L’affaire franco-australienne illustre les difficultés d’une véritable coopération avec le monde anglo-saxon

L’affaire franco-australienne illustre  les difficultés d’une véritable coopération avec le monde anglo-saxon

Dans Présent, Bruno Gollnisch, qui fut capitaine de frégate, décrypte la crise liée à l’annulation par l’Australie du contrat portant sur 12 sous-marins. Extrait :

[…] Le terme sous-marins nucléaires est ambigu pour le grand public. Il désigne indifféremment des sous-marins dont non seulement la propulsion mais aussi l’armement sont nucléaires, d’un tonnage vingt fois plus important que ceux de la Deuxième Guerre mondiale, équivalant à celui des anciens croiseurs, et que nous désignons en France sous le terme de SNLE : Sous-marins Nucléaires Lanceurs d’Engins. Les engins en question étant seize immenses fusées intercontinentales pourvues d’ogives nucléaires capables de dévaster le monde.
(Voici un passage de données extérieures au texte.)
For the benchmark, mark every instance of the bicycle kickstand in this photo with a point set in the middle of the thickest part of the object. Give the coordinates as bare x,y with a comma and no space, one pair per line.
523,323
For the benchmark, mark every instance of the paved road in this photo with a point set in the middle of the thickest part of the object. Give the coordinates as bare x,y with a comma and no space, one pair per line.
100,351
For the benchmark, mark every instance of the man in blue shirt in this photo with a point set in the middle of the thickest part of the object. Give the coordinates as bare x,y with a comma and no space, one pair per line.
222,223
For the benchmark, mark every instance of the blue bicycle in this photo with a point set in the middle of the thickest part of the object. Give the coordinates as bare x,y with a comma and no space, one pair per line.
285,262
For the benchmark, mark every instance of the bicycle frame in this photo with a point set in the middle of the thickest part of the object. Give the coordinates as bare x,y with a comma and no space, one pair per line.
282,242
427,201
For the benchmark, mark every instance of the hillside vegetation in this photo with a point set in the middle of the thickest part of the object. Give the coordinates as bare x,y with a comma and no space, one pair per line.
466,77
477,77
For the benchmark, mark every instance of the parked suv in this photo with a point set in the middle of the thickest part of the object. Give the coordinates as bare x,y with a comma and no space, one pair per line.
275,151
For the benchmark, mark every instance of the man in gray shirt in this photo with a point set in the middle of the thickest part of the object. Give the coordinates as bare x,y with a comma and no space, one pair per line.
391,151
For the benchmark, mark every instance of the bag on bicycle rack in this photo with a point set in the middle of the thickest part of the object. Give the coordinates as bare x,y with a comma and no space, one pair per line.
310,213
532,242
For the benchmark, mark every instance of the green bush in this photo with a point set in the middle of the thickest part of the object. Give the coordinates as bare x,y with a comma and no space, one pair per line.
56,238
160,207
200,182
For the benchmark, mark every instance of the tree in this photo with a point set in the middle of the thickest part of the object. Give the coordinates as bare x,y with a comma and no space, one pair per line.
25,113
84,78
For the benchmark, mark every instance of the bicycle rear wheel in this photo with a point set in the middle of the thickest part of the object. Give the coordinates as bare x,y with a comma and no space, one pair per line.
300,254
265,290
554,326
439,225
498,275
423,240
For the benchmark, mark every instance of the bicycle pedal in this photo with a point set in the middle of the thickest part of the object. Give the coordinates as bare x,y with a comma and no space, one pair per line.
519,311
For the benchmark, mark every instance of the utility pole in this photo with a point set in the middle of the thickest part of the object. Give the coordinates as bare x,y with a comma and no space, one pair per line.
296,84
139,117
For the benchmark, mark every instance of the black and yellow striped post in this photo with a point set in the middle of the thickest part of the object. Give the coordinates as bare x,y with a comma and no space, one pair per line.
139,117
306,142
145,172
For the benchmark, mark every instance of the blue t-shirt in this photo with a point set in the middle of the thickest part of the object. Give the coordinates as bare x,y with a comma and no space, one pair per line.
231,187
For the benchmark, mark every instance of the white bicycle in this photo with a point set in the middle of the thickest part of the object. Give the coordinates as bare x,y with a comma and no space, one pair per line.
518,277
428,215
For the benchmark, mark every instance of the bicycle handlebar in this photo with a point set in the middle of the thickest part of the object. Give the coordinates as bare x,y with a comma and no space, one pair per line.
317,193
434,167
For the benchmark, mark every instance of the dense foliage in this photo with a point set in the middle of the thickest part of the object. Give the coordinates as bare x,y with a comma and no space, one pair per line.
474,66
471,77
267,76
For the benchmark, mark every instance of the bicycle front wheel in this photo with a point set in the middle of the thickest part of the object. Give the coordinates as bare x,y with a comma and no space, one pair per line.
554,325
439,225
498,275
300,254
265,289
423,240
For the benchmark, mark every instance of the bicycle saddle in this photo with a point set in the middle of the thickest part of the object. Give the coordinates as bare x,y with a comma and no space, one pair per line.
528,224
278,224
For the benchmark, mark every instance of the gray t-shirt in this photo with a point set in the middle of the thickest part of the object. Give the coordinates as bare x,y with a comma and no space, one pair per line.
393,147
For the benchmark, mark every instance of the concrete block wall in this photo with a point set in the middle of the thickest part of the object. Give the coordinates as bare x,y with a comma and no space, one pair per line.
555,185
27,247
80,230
Ici en revanche il s’agit de sous-marins à propulsion nucléaire, mais dont l’armement demeure classique (torpilles, missiles mer-mer, etc.), que nous appelons SNA : Sous-marin Nucléaire d’Attaque. Leur autonomie est très supérieure à celle des sous-marins classiques, mus par des moteurs diesel alimentant des batteries électriques. Encore que les sous-marins français dont la vente vient d’être annulée, de la classe « Attack », dérivée de nos « Barracuda », étaient capables de performances remarquables, utilisant des piles à combustible, et emportant un armement redoutable, capable de frapper sous la mer, sur terre et même dans les airs.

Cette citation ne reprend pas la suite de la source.